Pascal's Law

Pascal's Law

Statement: It states that the pressure or intensity of pressure at a point in a static fluid is equal in all directions. This is proved as:

Fig. Force on a Fluid Element

 The fluid element is of very small dimensions i.e., d_x, d_y and d_s. Consider an arbitrary fluid element of wedge shape in a fluid mass at rest as shown in Fig. Let the width of the element perpendicular to the plane of paper is unity and P_x, P_y and P_z are the pressures or intensity or pressure acting on the face AB AC and BC respectively. Let ∠ABC = Ɵ. 

Then the forces acting on the element are:

1.     Pressure forces normal to the surfaces, and

2.     Weight of element in the vertical direction.

The forces on the faces are:

Force on the face AB                        = P_x × Area of face AB

                                                          = P_x × d_y × 1

Similarly force on the face AC         = P_y × d_x × 1

Force on the face BC                        = P_z × d_s × 1

 Weight of element                            = (Mass of element) × g

                                                          = (Volume of ρ) × g = ((AB × AC × 1)/2) × ρ × g,

Where ρ = density of fluid.

Resolving the forces in x-direction, we have

                 P_x × d_y × 1 - P (d_s × 1) sin (90० - Ɵ) = 0

                              P_x × d_y × 1 - P_z d_s × 1 cosƟ = 0.

          But from Fig.                             d_s cosƟ = AB = d_y

           ∴   P_x × d_x × 1-P_z × d_s × 1 - P_z × d_s × 1 = 0

                                                                     P_x = P_z

   Similarly, resolving the forces in y-direction, we get

P_y × d_x × 1 – P_z × d_s × 1 cos(90० - Ɵ)- (d_x × d_y)/2 × 1 × ρ × g = 0

                                     P_y × d_x – P_z d_s sinƟ – (d_xd_y)/2 × ρ × g = 0

But d_s sinƟ = d_x and also the element is very small and hence weight id negligible.

            ∴   P_yd_x – P_z × d_x = 0

                                     P_y = P_z

The above equation shows that the pressure at any point in x, y, z directions is equal.

Since the choice of fluid element was completely arbitrary, which means the pressure at any point is the same in all directions.

Problem 1. A hydraulic press has a ram of 20 cm diameter and a plunger of 3 cm diameter. It is used for lifting a weight of 30 KN. Find the force required at the plunger.

Solution.

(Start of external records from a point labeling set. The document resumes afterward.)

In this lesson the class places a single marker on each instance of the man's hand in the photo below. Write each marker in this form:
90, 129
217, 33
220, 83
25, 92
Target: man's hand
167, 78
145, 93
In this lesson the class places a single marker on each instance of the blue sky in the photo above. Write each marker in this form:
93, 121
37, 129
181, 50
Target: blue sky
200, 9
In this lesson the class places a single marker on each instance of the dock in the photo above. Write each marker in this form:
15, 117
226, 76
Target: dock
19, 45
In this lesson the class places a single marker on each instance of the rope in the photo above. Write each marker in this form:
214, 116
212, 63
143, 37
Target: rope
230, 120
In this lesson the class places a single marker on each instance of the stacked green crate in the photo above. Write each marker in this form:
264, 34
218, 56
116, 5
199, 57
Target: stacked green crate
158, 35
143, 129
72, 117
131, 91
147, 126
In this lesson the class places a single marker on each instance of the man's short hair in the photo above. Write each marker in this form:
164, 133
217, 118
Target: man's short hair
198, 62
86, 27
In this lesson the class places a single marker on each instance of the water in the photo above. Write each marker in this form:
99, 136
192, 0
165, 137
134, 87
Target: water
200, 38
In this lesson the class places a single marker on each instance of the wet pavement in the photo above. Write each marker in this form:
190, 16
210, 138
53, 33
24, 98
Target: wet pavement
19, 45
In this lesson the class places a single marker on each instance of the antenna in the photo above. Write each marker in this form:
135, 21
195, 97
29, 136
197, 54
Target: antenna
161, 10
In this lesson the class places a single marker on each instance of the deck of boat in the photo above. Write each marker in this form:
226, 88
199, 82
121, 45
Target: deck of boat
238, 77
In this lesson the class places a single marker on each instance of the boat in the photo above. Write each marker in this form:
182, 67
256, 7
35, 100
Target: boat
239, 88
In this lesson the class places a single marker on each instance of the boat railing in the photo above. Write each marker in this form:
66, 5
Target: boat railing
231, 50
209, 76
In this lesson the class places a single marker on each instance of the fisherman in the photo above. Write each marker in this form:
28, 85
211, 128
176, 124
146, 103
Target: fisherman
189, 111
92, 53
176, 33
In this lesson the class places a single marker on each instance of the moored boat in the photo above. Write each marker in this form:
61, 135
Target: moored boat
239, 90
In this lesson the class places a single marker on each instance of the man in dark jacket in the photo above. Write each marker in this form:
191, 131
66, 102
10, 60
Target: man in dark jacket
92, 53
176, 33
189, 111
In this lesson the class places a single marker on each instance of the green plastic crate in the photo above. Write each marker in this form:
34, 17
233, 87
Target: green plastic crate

Given: 

Dia. Of ram,                    D = 20 cm =0.2 m

∴ Area of ram,               A = π/4 D² = 0.0314 m²

Dia. Of plunger                  d = 3 cm = 0.03 m

 ∴ Area of plunger,   a = π/4 (0.03)² = 7.068 × 10^-4  m²

Weight lifted,          W = 30 KN = 30000 N.

Pressure intensity developed due to plunger = Force/Area = F/A

By Pascal’s Law, this pressure is transmitted equally in all directions

Hence pressure transmitted at the ram = F/A

                        ∴  Force acting on ram = pressure intensity × Area of ram

                                                              = F/a × A = (F × 0.0314)/ (7.068 × 10^-4 ) N

But force acting on ram = Weight lifted = 30000N

                            30000 = (F × 0.0314)/ (7.068 × 10^-4 )

                                    F = (30000 × 7.068 × 10^-4)/ (0.0314) = 675.2 N.

Problem 2. An oil sp. gr. 0.9 is contained in a vessel. At a point the height of oil is 40 m. Find the corresponding height of water at the point.

Solution. Given:

Sp. gr. Of oil,                            S₀ = 0.9

Height of oil,                            Z₀  = 40 m

Density of oil,                           ρ₀ = Sp. gr. Pf oil × Density of water = 0.9 ×1000 = 900 kg/m³

Intensity of pressure,                    P = ρ₀ × g × Z₀ = 900 × 9.81 × 40 N/m²

 ∴ Corresponding height of water   = P/Density of water × g

                                                         = (900 × 9.81 × 40)/ (1000 × 9.81) = 36 m of water.

 Absolute, Gauge, Vacuum, Atmospheric Pressure

 Atmospheric Pressure is defined as the pressure exerted by atmosphere on the surface of earth.

P_atm = 1.013 bar = 1.013 × 10⁵ N/m² = 10.33 m of water = 760 mm of Hg

Gauge Pressure is the pressure measured with the help pg pressure measuring instrument in which the atmospheric pressure is taken as datum.

Fig. Relationship Between Pressures

Vacuum Pressure is defined as the pressure below the atmospheric pressure. The vacuum pressure is also known as negative gauge pressure.

Absolute Pressure is measured above the absolute zero.

Absolute Pressure = Atmospheric Pressure + Gauge Pressure

Vacuum Gauge Pressure = Atmospheric Pressure – Absolute Pressure.